Guidance on developing safety performance indicators related to chemical accident prevention, preparedness and response - for public authorities and communities/public
This Guidance on Developing Safety Performance Indicators (Guidance on SPI) was prepared to assist organisations that wish to implement and/or review Safety Performance Indicator Programmes. Safety Performance Indicators (SPIs) provide important tools for any party with responsibilities related to chemical accident prevention, preparedness and response. Specifically, SPIs allow organisations to check whether actions they have taken to address risks (e.g., implementation of policies, programmes, procedures and practices) continue to achieve their desired outcomes.
The three chapters in this Guidance are designed to help public authorities (including emergency response personnel) and organisations representing communities/public (in particular communities in the vicinity of hazardous installations) to better understand safety performance indicators, and how to implement SPI Programmes to measure performance. Specifically:
- Chapter 1 provides important background information on the Guidance and on SPIs more generally including (i) a description of the target audience for this Guidance, (ii) definitions of SPIs and related terms and (iii) insights on the reasons for implementing an SPI Programme.
- Chapter 2 sets out a seven-step process for implementing an SPI Programme, along with three examples of how different types of organisations might approach the establishment of such a Programme. These seven steps build on the experience from the UK to develop a practical approach for applying performance indicators.

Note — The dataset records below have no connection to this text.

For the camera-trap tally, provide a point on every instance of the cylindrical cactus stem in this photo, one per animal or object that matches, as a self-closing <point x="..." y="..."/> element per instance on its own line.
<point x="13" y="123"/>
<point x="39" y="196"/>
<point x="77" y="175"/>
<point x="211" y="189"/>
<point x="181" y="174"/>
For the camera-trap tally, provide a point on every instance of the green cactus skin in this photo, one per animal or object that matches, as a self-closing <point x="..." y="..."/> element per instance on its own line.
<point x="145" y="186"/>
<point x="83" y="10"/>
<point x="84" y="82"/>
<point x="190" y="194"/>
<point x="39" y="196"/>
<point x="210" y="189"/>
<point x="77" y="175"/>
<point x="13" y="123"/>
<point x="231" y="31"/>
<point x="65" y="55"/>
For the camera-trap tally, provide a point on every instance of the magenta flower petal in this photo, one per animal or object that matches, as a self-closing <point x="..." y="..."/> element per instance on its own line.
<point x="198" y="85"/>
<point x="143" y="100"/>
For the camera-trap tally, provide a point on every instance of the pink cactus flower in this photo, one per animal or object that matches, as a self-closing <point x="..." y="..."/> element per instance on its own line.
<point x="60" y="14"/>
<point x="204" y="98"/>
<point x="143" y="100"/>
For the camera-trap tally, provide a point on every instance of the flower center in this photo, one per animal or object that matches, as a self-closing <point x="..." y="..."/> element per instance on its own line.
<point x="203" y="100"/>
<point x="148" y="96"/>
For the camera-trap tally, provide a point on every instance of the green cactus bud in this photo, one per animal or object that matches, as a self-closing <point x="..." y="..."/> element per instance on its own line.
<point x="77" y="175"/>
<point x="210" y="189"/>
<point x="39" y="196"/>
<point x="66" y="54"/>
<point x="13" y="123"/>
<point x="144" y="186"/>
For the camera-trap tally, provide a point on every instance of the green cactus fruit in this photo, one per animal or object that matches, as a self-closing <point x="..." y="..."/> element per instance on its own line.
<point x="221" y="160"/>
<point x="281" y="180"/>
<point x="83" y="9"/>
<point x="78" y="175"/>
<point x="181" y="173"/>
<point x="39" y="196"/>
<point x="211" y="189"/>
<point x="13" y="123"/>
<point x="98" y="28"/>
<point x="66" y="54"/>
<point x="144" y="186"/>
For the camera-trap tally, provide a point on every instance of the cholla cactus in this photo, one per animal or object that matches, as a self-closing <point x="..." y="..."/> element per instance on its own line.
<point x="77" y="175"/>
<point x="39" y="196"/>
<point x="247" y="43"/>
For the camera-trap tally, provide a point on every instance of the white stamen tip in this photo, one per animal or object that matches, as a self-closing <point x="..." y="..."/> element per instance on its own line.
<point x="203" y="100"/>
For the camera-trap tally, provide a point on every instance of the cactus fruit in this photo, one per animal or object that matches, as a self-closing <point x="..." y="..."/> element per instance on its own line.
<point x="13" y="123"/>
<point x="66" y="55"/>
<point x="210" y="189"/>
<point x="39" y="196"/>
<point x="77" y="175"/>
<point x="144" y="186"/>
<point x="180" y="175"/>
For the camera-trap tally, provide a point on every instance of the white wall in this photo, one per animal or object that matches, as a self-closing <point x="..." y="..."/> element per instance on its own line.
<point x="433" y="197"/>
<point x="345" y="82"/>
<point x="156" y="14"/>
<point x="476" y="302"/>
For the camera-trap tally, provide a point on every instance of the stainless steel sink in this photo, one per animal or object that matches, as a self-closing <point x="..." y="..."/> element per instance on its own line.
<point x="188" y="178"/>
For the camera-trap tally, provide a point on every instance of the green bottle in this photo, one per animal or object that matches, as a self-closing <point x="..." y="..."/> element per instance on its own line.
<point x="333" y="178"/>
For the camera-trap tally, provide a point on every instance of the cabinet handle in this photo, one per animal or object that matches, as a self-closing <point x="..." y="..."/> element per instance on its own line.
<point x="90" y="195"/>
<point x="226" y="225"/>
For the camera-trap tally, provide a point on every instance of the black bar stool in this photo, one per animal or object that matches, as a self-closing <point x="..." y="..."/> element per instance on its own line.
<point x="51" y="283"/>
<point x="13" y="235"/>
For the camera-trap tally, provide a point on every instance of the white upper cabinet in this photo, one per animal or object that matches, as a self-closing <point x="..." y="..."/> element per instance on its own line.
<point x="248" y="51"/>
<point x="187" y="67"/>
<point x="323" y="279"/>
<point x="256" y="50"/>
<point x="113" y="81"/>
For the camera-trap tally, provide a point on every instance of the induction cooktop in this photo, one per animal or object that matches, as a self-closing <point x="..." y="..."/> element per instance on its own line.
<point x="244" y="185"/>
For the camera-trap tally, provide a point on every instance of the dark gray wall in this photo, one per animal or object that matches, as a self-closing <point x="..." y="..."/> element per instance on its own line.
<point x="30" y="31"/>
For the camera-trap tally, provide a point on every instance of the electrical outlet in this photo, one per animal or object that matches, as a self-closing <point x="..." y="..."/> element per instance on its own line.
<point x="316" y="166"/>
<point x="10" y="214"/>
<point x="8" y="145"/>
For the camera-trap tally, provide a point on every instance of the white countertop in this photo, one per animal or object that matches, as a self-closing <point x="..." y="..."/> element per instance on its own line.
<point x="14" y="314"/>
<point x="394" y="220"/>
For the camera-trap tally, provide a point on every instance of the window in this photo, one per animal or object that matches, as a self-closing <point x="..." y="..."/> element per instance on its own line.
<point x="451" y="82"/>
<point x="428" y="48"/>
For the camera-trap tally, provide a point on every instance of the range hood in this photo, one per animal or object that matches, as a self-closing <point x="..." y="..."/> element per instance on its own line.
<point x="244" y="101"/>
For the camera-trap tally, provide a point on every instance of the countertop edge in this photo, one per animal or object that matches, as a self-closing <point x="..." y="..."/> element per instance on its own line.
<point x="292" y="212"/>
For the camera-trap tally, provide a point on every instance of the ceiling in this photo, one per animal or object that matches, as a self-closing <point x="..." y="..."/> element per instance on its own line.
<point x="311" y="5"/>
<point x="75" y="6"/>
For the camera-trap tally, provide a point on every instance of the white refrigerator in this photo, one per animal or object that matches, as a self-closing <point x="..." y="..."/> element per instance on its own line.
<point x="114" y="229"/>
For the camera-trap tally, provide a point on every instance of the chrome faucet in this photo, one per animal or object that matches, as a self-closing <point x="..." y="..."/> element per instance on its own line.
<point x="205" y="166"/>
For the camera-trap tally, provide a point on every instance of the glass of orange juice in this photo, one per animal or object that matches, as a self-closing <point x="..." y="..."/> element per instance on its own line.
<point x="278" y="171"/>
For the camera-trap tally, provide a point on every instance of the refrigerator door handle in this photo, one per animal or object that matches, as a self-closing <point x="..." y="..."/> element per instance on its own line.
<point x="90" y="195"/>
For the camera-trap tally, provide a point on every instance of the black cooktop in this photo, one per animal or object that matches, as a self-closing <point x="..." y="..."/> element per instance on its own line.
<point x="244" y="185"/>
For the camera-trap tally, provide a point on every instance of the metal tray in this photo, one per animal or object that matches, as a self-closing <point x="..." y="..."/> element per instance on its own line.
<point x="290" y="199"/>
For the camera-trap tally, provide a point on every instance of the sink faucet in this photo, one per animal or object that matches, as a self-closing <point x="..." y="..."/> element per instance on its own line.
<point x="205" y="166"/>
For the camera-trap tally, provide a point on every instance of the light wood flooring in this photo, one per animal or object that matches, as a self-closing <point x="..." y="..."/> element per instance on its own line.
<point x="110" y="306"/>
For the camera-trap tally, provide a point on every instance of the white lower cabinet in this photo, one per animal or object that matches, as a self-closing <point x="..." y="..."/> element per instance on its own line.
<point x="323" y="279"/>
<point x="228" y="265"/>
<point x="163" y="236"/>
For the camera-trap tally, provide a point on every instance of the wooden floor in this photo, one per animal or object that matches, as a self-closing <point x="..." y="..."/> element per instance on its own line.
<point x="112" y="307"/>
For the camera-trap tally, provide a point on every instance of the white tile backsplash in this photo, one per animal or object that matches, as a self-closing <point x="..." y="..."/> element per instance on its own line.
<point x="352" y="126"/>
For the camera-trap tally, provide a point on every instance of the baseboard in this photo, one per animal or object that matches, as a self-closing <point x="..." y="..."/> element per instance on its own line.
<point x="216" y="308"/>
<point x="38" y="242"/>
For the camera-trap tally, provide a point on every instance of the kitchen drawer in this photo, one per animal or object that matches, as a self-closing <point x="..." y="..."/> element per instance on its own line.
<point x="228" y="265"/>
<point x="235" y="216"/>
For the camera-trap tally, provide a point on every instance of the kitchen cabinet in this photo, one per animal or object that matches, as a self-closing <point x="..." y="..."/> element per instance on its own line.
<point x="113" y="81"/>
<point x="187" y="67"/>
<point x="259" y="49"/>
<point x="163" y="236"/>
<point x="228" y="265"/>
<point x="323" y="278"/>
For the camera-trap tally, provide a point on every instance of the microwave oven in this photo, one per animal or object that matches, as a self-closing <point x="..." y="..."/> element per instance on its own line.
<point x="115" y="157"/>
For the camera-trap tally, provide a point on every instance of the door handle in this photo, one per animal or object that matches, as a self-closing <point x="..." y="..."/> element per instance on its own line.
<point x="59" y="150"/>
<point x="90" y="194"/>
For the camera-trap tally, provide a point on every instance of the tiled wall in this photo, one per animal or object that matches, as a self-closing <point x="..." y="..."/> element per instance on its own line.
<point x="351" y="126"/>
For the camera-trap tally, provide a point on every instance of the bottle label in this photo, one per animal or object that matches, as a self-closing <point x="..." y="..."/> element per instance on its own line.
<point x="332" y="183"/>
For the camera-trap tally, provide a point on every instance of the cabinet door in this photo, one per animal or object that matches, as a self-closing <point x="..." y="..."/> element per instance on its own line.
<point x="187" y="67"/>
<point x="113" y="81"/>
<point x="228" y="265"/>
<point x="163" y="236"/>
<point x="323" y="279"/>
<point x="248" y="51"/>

- Chapter 3 provides additional support for the development of an SPI Programme by setting out a menu of possible elements (targets, outcome indicators and activities indicators). This menu is extensive in light of the different types of potentially interested organisations, recognising that each organisation will likely choose only a limited number of the elements carefully chosen to monitor its key areas of concern. Furthermore, it is understood that an organisation may decide to implement an SPI Programme in steps, focusing first on only a few priority areas, and then expanding and amending its Programme as experience is gained.